Wednesday, January 29, 2014

Read.Eat.Listen: Trophies & Icons

When I was in grade school, my class was shown a cautionary film about extinction (mind you this was Santa Cruz during the 70s). I don't remember much else about the movie other than a scene of mystified children walking through a dusty museum full of taxidermied bears and fox, snakes and raccoons. The children in this movie, set far into the future, didn't recognize the animals, which were known to me and the rest of my class. This really got me. How? Why? What? I liked the fact, growing up in a somewhat rural area, that I knew live animals and their environments to some degree, not just vestiges.  The movie did its job and laid another brick in the foundation of my appreciation of nature. Which is why the implications of the California drought, and then happening upon a seemingly randomly-placed wall full of trophy animals has gotten stuck in my craw of late.
Unbeknownst to me prior to last week, a roadside restaurant along Highway 5 houses a large collection of trophy animals including three polar bears (!), moose heads and pronghorn antelope. We'd stopped for some road food and whatever pie we could find. Upon procuring the latter (in a bit of foreshadowing, a slice of 'Fruits of the Forest' mixed berry pie), we stepped into the cafe/bar side of Granzella's and.. stopped in our tracks: covering the high-ceilinged walls were hundreds of deer, elk and moose heads plus stuffed pheasant, pin-tail ducks and other birds.
'What the.... " We shuddered. Most people in the restaurant weren't evening looking at the stuffed animals.  I flashed on the grade-school movie. I Googled Trophy Animals & the restaurant name to get up to speed. I couldn't really find much other than the collection belonged to the owner of the restaurant. But I did fidd some other, unsettling, information about the practice of trophy hunting from In Defense of Animals. 
Some tips from their site:
What you can do:
  • Contact IDA if you are interested in helping to end trophy hunting.
  • Before you vote for a legislative representative, find out if he/she is supportive of trophy hunting, canned hunts or even involved in the killing of “big game” or any exotic animals. If yes, do not vote for this person!
  • Before booking a safari in foreign countries, make sure the outfitting company does not endorse safari hunts and has no ties to any trophy hunting organization such as the Safari Club International and others.
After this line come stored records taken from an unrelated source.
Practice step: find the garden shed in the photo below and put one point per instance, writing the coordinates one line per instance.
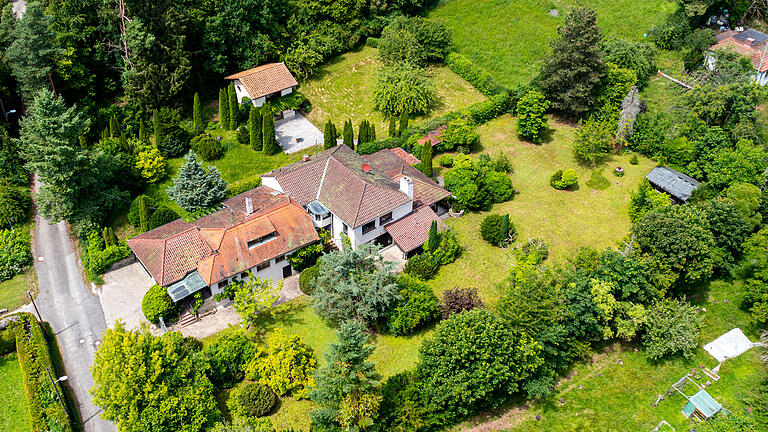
(678, 185)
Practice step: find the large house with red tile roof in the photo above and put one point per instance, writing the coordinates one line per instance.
(254, 232)
(749, 43)
(263, 83)
(377, 198)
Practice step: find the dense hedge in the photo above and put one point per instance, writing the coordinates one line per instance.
(34, 357)
(475, 75)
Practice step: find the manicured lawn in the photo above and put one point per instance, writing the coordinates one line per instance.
(619, 396)
(343, 89)
(13, 400)
(566, 220)
(510, 38)
(392, 355)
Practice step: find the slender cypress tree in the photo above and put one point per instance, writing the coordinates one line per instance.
(197, 115)
(425, 165)
(349, 137)
(223, 109)
(432, 239)
(156, 129)
(329, 135)
(114, 128)
(233, 107)
(269, 142)
(142, 131)
(254, 128)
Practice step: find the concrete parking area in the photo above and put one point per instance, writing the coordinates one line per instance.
(121, 295)
(297, 133)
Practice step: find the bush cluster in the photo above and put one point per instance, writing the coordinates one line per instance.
(457, 300)
(251, 400)
(564, 179)
(418, 307)
(157, 303)
(475, 75)
(207, 147)
(497, 230)
(15, 253)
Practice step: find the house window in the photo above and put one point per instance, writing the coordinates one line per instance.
(369, 227)
(261, 240)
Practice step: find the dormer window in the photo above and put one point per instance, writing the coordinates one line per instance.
(261, 240)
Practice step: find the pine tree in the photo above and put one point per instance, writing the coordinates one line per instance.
(194, 188)
(197, 115)
(403, 123)
(254, 128)
(571, 74)
(433, 240)
(425, 165)
(144, 213)
(329, 135)
(223, 109)
(114, 128)
(233, 107)
(349, 138)
(156, 128)
(33, 53)
(269, 142)
(347, 379)
(142, 131)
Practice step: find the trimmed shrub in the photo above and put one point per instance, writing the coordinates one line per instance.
(418, 307)
(422, 266)
(227, 357)
(157, 303)
(238, 188)
(481, 79)
(207, 147)
(307, 279)
(497, 229)
(162, 216)
(564, 179)
(251, 400)
(14, 205)
(457, 300)
(306, 257)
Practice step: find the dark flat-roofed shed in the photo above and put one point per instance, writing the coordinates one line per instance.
(676, 184)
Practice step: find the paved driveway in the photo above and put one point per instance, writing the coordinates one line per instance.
(288, 131)
(121, 295)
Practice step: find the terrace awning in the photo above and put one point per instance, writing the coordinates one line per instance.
(191, 284)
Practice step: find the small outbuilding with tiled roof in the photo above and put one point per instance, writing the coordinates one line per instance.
(263, 83)
(253, 233)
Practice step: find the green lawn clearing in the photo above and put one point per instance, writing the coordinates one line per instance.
(342, 89)
(393, 354)
(13, 399)
(619, 396)
(566, 220)
(510, 38)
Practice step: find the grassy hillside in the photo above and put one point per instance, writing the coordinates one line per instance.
(510, 38)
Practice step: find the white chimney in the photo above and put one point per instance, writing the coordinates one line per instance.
(406, 186)
(248, 205)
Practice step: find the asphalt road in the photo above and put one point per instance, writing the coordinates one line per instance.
(75, 314)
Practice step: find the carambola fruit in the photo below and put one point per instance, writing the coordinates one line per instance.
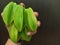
(18, 17)
(31, 19)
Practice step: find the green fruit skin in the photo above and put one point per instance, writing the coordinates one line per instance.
(13, 33)
(18, 17)
(8, 13)
(24, 34)
(32, 21)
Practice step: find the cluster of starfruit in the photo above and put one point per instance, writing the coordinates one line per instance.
(20, 20)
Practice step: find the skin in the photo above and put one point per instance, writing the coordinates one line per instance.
(9, 42)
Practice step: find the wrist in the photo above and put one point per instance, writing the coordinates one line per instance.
(10, 42)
Read: We came home from a gig Monday to the sad news of Pete Seeger's death and my wind down for the evening was reading his obit. Every songwriter, folk or otherwise, has felt the ripple of Seeger's influence. Reading the news reports and the many tributes, I was struck by what I knew but was once again wowed by: his resolute and fearless activism. What a model for us all.  Alec Wilkinson expanded on his New Yorker profile of Seeger to write The Protest Singer: An Intimate Portrait of Pete Seeger.
Eat: On our tour through the Northwest, I was on a quest for the best gluten free bread and found a good representative at Hideaway Bakery in Eugene (note they had a ton of non-GF bread too). Back at home, I've been scratching me head at my options, but have come across some good quick-bread recipes, including this dessert-like one for Date Bread w/Coffee and Ginger from Healthy & Seasonal Recipes. Yum.